Porst , R. (2014): Questionnaire – A work book, 1st edition, Wiesbaden: VS Verlag für Sozialwissenschaften.
Designed by Freepik

[fotolia]

Der Beitrag Tips on the quantitative survey and evaluation method erschien zuerst auf agile Companies.

What does a data scientist do?

Dr. Dominic Lindner — Sun, 21 Mar 2021 17:27:47 +0000

The large amount of data continues to grow. In fact, it is now being said that data is the new oil. At the same time, there is also a new job description. The name of the data scientist appears more and more. So says the portal SAS : “Anyone who knows how strategically important knowledge can be drawn from large amounts of data and can also convey this has a key position in the company as a consultant for top management.”
But if you look at the job advertisements you will find a lot about it and you ask yourself: What does a data scientist do? This article is intended to provide information.
Reading tip: What is big data

What should a data scientist be able to do?

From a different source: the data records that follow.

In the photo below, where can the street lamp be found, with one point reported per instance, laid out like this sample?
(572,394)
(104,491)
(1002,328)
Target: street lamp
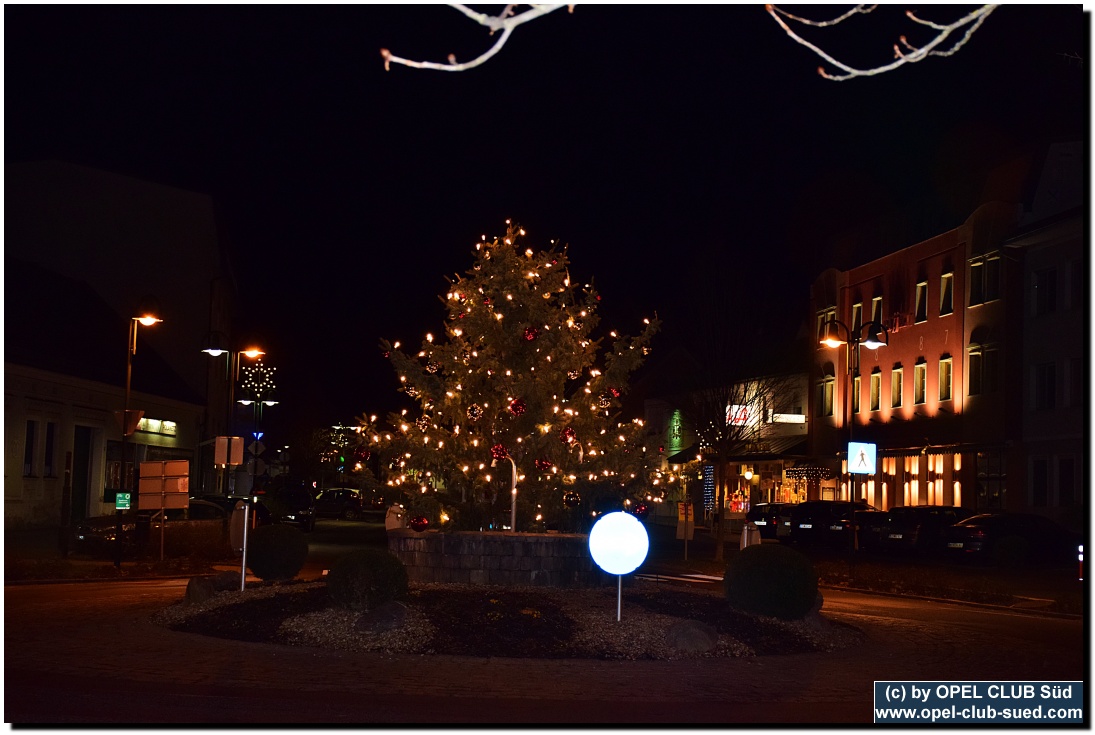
(147,318)
(871,335)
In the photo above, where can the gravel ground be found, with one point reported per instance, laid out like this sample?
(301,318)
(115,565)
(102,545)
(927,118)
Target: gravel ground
(507,621)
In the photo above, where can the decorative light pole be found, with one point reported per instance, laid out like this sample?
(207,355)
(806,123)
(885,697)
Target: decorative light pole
(877,336)
(147,318)
(257,392)
(217,346)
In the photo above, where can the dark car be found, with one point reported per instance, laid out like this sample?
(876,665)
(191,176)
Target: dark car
(295,506)
(765,517)
(871,526)
(1011,538)
(227,503)
(826,523)
(141,529)
(345,503)
(919,528)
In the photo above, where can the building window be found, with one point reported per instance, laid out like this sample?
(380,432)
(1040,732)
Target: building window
(1045,386)
(823,318)
(876,309)
(991,478)
(1039,482)
(50,454)
(1076,279)
(825,397)
(1076,377)
(1045,291)
(29,448)
(921,302)
(946,371)
(983,280)
(947,294)
(920,382)
(982,371)
(1067,482)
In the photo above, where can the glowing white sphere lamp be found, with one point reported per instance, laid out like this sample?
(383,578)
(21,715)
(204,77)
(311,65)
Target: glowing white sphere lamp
(619,543)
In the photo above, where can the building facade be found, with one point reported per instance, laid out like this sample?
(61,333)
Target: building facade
(977,399)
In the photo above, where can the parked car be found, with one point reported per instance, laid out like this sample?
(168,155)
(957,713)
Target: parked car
(919,528)
(783,523)
(290,505)
(345,503)
(765,517)
(96,535)
(1011,538)
(227,503)
(871,526)
(829,523)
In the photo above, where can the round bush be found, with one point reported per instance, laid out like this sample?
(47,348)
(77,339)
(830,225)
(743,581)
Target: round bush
(277,552)
(362,580)
(771,580)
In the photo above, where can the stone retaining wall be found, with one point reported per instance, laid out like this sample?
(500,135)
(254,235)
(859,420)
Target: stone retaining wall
(497,558)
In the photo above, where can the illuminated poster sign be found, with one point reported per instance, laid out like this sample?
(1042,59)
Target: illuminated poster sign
(861,458)
(740,415)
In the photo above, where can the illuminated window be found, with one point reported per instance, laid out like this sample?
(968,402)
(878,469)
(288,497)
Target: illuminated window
(946,368)
(825,397)
(922,301)
(876,309)
(947,294)
(29,447)
(920,382)
(823,318)
(49,460)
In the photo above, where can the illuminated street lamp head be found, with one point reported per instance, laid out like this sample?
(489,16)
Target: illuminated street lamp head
(216,344)
(832,337)
(876,336)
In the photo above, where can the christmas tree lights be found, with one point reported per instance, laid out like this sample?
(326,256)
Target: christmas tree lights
(519,374)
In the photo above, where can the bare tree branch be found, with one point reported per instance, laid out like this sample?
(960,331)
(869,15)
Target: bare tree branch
(911,54)
(505,21)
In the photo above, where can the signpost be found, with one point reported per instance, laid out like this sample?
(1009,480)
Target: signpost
(163,484)
(686,524)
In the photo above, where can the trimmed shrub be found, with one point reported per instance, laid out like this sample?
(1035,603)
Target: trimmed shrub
(771,580)
(276,553)
(362,580)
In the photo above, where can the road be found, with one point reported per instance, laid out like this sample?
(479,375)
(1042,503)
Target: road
(87,653)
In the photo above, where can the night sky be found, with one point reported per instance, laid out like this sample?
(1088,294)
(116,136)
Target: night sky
(680,151)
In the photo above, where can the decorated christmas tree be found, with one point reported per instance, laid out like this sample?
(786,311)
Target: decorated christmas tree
(517,408)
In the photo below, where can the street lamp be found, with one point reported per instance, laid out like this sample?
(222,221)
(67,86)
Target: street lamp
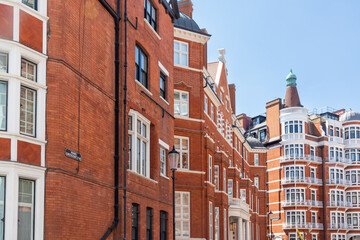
(173,162)
(271,217)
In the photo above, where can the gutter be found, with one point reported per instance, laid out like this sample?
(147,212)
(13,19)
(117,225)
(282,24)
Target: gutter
(117,18)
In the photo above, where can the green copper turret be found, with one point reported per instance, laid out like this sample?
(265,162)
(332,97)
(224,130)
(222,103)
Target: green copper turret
(291,79)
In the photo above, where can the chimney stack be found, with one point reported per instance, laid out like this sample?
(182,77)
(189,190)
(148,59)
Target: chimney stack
(185,6)
(232,91)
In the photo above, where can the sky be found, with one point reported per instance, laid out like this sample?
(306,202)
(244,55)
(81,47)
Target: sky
(264,39)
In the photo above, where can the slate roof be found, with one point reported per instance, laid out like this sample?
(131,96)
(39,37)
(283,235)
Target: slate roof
(187,23)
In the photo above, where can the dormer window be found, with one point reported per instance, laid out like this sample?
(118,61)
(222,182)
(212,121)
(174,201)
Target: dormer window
(181,53)
(30,3)
(150,13)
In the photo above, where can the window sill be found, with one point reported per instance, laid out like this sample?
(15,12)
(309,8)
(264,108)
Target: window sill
(162,175)
(152,29)
(165,100)
(140,175)
(144,88)
(188,68)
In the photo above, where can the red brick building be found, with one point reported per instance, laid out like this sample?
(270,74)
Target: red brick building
(65,67)
(90,103)
(220,183)
(312,166)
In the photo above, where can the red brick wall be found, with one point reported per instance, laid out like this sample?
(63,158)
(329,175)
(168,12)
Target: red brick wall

If you look at the job advertisements, a data scientist should usually be able to do the following:

Analytical talent
Expertise
communication
Urge to research
Coordination talent

On the one hand, the scientist must recognize relationships in large amounts of data and be able to analyze them. Furthermore, he should also have business and specialist knowledge in order to understand the problems of the specialist areas. With the help of his communication skills, he can talk extensively with them and be in constant contact. His curiosity also allows him to solve difficult problems and work with hypotheses. But he is also a project manager and has to expand, manage and maintain the database.

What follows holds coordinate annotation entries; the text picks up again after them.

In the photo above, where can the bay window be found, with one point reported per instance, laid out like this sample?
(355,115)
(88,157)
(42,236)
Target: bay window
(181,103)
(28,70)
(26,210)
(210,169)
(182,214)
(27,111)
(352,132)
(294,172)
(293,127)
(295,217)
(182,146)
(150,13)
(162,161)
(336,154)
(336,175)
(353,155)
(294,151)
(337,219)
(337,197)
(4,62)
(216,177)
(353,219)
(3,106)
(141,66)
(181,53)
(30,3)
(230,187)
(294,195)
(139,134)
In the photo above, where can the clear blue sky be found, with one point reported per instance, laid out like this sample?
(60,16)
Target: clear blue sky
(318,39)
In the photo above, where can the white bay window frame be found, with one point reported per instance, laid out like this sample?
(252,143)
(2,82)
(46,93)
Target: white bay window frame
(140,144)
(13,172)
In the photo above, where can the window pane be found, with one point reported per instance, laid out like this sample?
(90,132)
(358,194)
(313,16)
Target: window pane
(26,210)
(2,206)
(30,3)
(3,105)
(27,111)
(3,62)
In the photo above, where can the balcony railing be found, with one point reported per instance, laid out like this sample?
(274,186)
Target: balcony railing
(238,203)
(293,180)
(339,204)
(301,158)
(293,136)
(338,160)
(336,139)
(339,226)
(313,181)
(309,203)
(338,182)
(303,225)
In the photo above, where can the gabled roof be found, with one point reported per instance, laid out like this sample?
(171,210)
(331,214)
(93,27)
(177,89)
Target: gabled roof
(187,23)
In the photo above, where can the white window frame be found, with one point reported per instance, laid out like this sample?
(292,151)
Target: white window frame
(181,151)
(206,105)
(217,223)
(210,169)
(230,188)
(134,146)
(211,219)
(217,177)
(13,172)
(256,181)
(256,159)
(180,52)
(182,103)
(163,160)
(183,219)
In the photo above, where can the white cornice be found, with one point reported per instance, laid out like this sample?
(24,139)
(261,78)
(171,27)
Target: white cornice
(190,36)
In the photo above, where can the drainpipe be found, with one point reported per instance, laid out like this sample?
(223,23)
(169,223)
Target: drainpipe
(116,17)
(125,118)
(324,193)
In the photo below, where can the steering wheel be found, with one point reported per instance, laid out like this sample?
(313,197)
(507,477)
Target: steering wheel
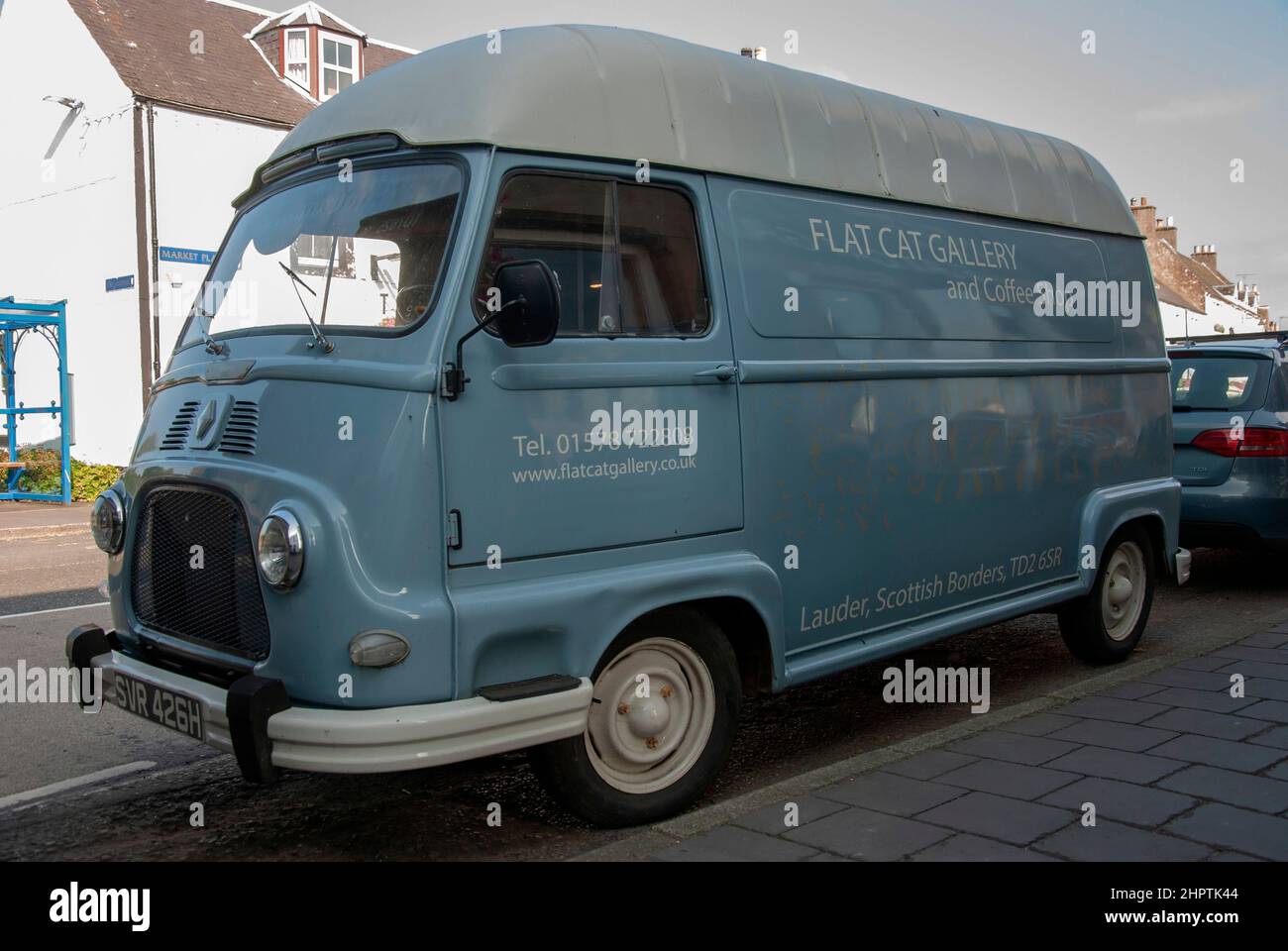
(406,308)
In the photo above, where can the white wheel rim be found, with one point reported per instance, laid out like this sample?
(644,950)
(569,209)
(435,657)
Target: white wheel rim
(643,744)
(1124,591)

Skills and tasks of a data scientist (own illustration)

What does a data scientist do?

There are many names for the new job profiles. The Computer week has already broken down some of it and defines it as follows:

The (Big) Data Engineer is the master of the data supply.
The management scientist is the mediator between the departmental worlds.
The data scientist provides answers to analytical questions based on data.
The data steward is responsible for monitoring data quality and integrity.

The data engineer is responsible for merging the data and knows where the data is and how it is merged. The management scientist then analyzes this data and defines the actual problems. She says to the data scientist Computer week : “The main task of the data scientist is to generate answers to analytical questions from data – with the help of analytical methods from the areas of statistics, machine learning or operations research.” The data steward monitors the data going there and ensures that it is technically correct.
So in the end there are numerous job descriptions and these terms are not always used and clearly separated. Therefore this is only used as an orientation. I don’t think that every company separates this so strictly and often everything is summarized under the umbrella of the data scientist or data analyst. The following figure shows the fields of application and provides the answer to the question: What does a data scientist do.

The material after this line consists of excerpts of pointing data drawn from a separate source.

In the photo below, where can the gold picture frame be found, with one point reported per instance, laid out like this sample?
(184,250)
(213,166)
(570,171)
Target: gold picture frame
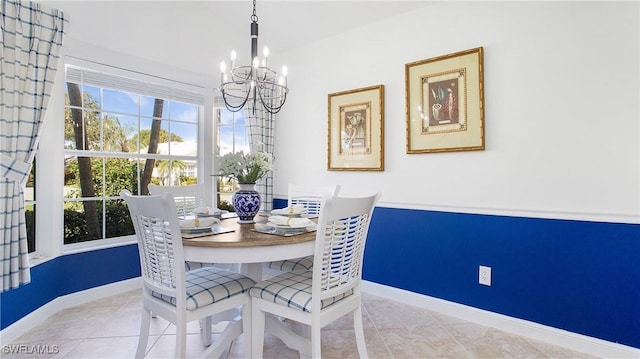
(451,89)
(356,130)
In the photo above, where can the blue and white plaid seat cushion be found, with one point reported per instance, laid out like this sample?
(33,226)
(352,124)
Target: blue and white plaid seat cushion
(292,289)
(209,285)
(290,265)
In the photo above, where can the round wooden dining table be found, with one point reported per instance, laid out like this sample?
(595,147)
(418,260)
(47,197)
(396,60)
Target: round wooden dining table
(251,248)
(247,246)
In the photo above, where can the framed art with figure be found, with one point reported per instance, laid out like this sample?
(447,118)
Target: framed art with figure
(356,130)
(445,103)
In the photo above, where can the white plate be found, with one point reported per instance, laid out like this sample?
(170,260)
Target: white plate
(304,226)
(206,222)
(196,230)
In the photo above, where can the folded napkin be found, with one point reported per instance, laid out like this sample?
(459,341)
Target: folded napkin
(206,210)
(290,221)
(198,222)
(296,209)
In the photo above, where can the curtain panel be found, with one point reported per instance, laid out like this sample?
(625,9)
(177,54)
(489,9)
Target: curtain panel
(31,42)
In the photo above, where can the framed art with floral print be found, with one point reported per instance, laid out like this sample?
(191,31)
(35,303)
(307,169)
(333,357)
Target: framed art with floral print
(445,103)
(356,130)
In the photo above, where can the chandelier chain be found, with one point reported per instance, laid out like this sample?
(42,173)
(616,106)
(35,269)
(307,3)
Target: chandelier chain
(256,84)
(254,17)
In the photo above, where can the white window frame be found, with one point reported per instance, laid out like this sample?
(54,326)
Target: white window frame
(49,215)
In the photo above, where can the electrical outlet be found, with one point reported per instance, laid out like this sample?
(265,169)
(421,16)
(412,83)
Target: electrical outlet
(484,276)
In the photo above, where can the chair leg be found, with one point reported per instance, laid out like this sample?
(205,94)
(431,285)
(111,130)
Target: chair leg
(246,328)
(181,336)
(143,339)
(316,342)
(205,330)
(257,331)
(359,329)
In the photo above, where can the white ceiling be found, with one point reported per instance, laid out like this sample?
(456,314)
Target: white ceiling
(173,31)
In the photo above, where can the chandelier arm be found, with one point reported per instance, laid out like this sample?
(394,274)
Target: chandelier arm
(228,105)
(270,108)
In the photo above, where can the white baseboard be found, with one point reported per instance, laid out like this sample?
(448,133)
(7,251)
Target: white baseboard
(555,336)
(9,334)
(562,338)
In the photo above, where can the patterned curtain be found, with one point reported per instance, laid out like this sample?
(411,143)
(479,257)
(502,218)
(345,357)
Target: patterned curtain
(261,131)
(30,45)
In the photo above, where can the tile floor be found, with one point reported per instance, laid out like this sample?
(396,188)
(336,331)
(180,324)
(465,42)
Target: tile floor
(108,328)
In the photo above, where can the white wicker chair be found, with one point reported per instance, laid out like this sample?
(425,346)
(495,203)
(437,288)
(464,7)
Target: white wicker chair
(168,289)
(328,291)
(311,197)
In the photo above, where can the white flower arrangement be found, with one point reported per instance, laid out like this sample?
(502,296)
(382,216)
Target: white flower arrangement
(245,168)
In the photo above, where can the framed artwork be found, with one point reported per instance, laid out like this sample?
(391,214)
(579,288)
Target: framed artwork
(356,130)
(445,103)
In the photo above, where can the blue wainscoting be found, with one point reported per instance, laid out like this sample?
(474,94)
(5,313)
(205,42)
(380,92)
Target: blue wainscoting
(580,276)
(69,274)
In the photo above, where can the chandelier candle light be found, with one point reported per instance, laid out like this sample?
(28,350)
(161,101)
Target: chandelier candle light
(255,83)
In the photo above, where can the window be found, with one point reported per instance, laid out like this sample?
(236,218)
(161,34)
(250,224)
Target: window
(232,137)
(30,207)
(122,133)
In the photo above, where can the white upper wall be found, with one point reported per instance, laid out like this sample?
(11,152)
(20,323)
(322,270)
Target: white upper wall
(561,109)
(561,98)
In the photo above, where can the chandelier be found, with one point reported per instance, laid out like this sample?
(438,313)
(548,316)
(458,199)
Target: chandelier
(253,83)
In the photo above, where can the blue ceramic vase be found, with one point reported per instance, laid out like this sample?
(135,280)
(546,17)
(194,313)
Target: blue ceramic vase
(246,202)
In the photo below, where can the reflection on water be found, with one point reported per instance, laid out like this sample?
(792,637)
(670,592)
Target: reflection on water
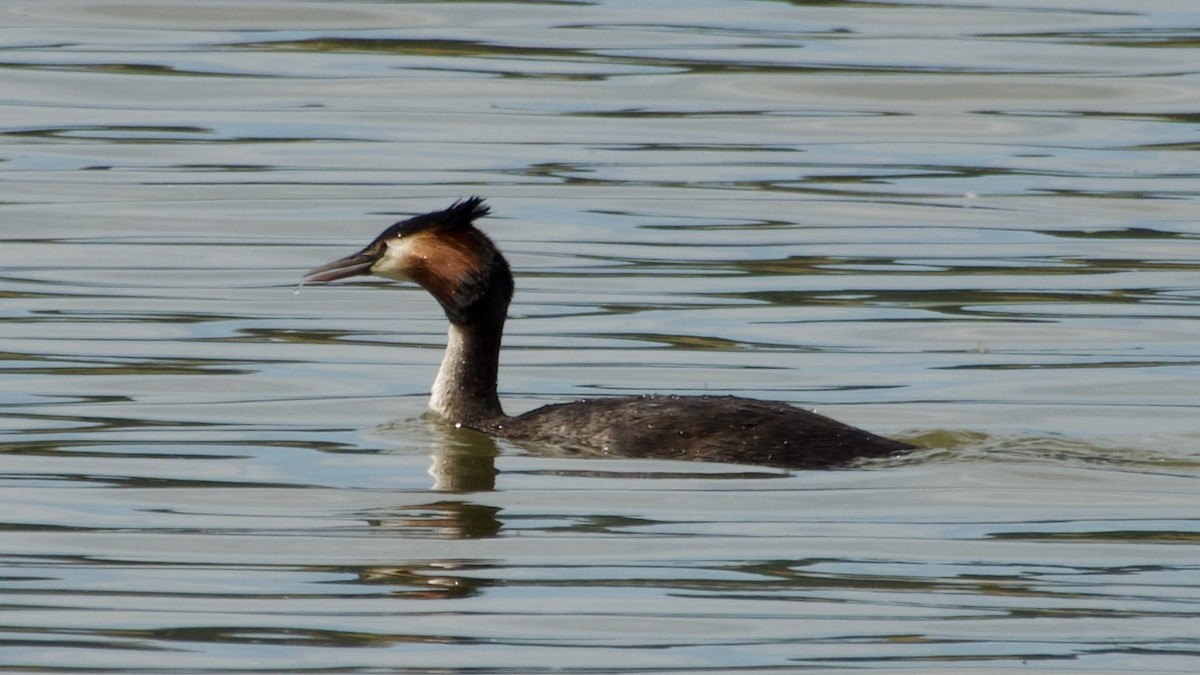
(969,226)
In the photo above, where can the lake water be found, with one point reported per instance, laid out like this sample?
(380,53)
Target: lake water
(972,225)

Tasks of the data scientist in a process chain (own illustration)

Conclusion: what does a data scientist do?

There are numerous terms and answers to the question: What does a data scientist do but in the end an abstract picture emerges. On the one hand, the data scientist is a scientist who solves business problems with the help of data and, on the other hand, he is a project manager who manages the database in the company.
I hope to have shed some light on the darkness with this article and I look forward to your comments on what the data scientists are doing in your environment. I have already worked with a few during my consulting time and can also see what my big data colleagues at the chair are researching. I also learned something from you and one quantitative analysis using data used in my doctorate.
Tip: Book suggestions too Big data
[werbung]
Verwendete Quellen anzeigen

Image source: Designed by Freepik

[fotolia]

Der Beitrag What does a data scientist do? erschien zuerst auf agile Companies.